Yep, Kem was there in the audience on SUNDAY NIGHT… I was sitting in the PIT and when he got up to leave at the end… Tyler shouted him out and when I turned around he was right there. LOL I went to his message board on FB and posted this today… Lacrease Walker saw you at the Tyler Perry play in Detroit on Sunday 🙂
45 minutes ago · Like ·
1He was the one who liked it. Then he posted THIS:
Kem
The #MadeaGetsAJob play was my 1st time seeing Madea live. @TylerPerry has been given a perfect platform 2 minister 2 God’s people. Love it!
Also I admire the work of Ms. Chandra Currelley… and I LOVE HER CD’S.. * mines played out* I posted that I would be in attendance and this is her post to me…
Chandra Currelley Yes Lacrease, I saw your beautiful face. Thank you for your support! *so geeked right now*
I wish Tyler would have had a PROGRAM BOOK…. that’s a lot of money he missed out on… He could have wrote in it Blah, Blue, Black and it would have went for $10.00-$15.00 EASY. LOL LOL LOL LOL LOL LOL LOL LOL LOL LOL
I know people were upset that folks were walking in late…. but hey people pay their money, things come up and they end of late. I didn’t have to worry about that, because I SAT FRONT ROW
…. BUT it is what it is….and that’s where patience come in at.

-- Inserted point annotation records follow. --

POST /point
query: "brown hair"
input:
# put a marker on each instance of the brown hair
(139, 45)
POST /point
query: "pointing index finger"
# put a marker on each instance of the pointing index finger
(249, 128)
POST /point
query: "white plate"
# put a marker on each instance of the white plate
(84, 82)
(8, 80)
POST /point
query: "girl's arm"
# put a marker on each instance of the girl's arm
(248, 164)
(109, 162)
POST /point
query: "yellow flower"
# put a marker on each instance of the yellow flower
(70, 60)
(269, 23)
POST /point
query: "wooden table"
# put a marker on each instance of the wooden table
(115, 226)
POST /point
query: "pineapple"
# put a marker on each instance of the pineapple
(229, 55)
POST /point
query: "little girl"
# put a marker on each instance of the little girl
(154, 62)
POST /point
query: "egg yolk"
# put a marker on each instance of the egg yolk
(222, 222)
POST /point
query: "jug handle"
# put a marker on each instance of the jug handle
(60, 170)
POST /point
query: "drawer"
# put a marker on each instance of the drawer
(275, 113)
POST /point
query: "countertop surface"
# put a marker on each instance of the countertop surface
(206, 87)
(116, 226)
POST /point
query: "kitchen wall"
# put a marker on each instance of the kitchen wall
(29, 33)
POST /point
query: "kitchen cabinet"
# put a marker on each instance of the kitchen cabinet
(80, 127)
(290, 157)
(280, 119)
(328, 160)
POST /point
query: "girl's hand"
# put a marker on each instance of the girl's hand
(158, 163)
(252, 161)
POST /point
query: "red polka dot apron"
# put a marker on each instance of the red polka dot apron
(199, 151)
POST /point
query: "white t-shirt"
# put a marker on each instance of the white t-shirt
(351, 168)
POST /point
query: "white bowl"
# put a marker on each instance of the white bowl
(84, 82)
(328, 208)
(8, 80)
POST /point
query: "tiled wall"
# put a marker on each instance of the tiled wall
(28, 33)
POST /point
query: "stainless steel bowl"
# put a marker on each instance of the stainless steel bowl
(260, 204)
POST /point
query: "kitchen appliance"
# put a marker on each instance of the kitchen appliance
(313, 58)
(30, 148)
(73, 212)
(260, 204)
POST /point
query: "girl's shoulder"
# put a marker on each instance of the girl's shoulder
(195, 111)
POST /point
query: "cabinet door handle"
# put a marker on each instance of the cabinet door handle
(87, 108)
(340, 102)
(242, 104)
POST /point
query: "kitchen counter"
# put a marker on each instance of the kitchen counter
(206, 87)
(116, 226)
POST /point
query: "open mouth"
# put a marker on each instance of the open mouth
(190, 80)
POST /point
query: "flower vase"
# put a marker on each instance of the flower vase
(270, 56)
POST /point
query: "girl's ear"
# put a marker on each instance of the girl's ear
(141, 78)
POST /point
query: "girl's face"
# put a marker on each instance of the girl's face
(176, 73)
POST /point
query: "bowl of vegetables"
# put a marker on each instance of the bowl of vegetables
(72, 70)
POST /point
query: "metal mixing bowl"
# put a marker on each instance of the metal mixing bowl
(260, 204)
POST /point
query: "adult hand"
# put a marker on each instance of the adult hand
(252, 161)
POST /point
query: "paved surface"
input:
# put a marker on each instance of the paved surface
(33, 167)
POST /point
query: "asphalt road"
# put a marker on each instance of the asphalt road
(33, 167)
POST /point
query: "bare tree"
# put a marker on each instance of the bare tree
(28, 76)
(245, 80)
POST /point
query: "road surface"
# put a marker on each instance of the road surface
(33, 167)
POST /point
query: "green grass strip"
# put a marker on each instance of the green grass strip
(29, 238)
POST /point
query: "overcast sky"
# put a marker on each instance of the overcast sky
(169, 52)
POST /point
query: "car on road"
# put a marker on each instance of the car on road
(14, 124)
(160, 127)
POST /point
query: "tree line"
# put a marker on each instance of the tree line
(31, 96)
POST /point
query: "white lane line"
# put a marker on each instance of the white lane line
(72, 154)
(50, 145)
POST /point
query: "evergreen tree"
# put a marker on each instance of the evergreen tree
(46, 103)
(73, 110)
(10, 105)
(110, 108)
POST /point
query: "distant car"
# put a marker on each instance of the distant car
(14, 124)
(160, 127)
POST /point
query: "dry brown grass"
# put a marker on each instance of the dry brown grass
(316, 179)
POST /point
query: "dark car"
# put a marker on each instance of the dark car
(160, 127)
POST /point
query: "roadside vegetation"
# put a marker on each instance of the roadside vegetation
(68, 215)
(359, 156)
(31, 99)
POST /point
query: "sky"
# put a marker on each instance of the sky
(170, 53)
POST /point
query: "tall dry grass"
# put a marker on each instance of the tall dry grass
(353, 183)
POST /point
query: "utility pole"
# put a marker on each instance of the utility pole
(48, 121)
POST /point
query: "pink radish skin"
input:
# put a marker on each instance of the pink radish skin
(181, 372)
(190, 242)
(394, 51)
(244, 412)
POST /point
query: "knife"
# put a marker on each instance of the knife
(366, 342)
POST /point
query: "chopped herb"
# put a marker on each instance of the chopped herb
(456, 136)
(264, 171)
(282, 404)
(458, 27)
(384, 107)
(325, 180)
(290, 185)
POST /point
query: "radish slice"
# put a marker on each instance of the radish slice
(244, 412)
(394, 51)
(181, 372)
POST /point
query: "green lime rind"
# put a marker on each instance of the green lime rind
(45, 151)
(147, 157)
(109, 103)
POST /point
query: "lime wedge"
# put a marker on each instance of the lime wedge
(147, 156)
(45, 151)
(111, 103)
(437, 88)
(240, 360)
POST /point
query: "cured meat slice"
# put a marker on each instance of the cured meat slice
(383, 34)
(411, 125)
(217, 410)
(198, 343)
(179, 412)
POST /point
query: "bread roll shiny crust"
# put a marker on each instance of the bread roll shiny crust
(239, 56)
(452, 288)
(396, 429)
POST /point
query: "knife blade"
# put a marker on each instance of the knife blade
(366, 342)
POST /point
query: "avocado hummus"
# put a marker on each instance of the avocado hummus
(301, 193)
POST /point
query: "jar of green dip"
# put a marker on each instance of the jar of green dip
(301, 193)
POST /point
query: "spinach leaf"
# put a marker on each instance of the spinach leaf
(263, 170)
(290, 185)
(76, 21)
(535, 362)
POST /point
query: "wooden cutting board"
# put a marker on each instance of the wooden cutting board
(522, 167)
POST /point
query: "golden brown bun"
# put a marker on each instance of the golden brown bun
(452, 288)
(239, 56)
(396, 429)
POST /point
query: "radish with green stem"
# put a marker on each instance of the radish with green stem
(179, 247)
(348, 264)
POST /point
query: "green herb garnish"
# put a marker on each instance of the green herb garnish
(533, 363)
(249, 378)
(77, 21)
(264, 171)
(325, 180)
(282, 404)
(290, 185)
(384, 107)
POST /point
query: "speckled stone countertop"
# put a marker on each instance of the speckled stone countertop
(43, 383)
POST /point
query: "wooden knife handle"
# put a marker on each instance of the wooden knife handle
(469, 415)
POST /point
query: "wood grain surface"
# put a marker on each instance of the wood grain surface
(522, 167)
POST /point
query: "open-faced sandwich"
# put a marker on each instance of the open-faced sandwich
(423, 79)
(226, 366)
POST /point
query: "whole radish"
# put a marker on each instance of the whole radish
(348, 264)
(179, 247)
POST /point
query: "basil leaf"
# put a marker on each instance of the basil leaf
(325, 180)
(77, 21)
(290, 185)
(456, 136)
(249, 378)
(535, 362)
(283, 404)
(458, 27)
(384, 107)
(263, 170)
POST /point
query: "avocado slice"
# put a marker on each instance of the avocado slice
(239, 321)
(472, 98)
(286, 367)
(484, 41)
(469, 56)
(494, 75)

There is something about the way Madea says things that makes people get it and understand. You can have 6 friends tell you the same thing, but when Madea says it…. ITS GOLD. She is surely needed to get these points of WISDOM to US. Where can you find people that will tell you the truth these days? People love to KEEP SUGAR on their conversations and it trips me out. I KEEPS PEPPER IN MY PURSE…. with a DASH OF SALT * blank stare* 
Another thing I OBSERVED…. THE respect that Tyler’s cast mates have for him. You can tell they LOVE and Support him. I’m sure its some behind the scenes drama from time to time, but for the most part…. its all about 
On Thursday Night the opening night of the PLAY here in Detroit…. Tyler seemed tired. His eyes were small, and you can tell that he was *making it thru*.. but baaaaby by Sunday.., he was READY!!! And we answered back!! He said wayyyyyyyy more extra lines did he did on Thursday.
Before hand I had chatted with some people from Twitter and didn’t get on my phone to communicate with them so that we could meet. Got home and this person said…. WHERE YOU AT? DANG…. she sat front row as well. I missed her. Tyler shouted out this 13 year old who was sitting about 6 chairs from me in the front row she had a tiara on her head, it was soooooo nice. I wished her a Happy Birthday as we exited the PLAY. He also shouted out on Thursday 4 older ladies calling them beautiful. So sweet.
This is a MUST SEE PLAY……. the messages, the singing, the concert at the end, the words of wisdom. Beautiful!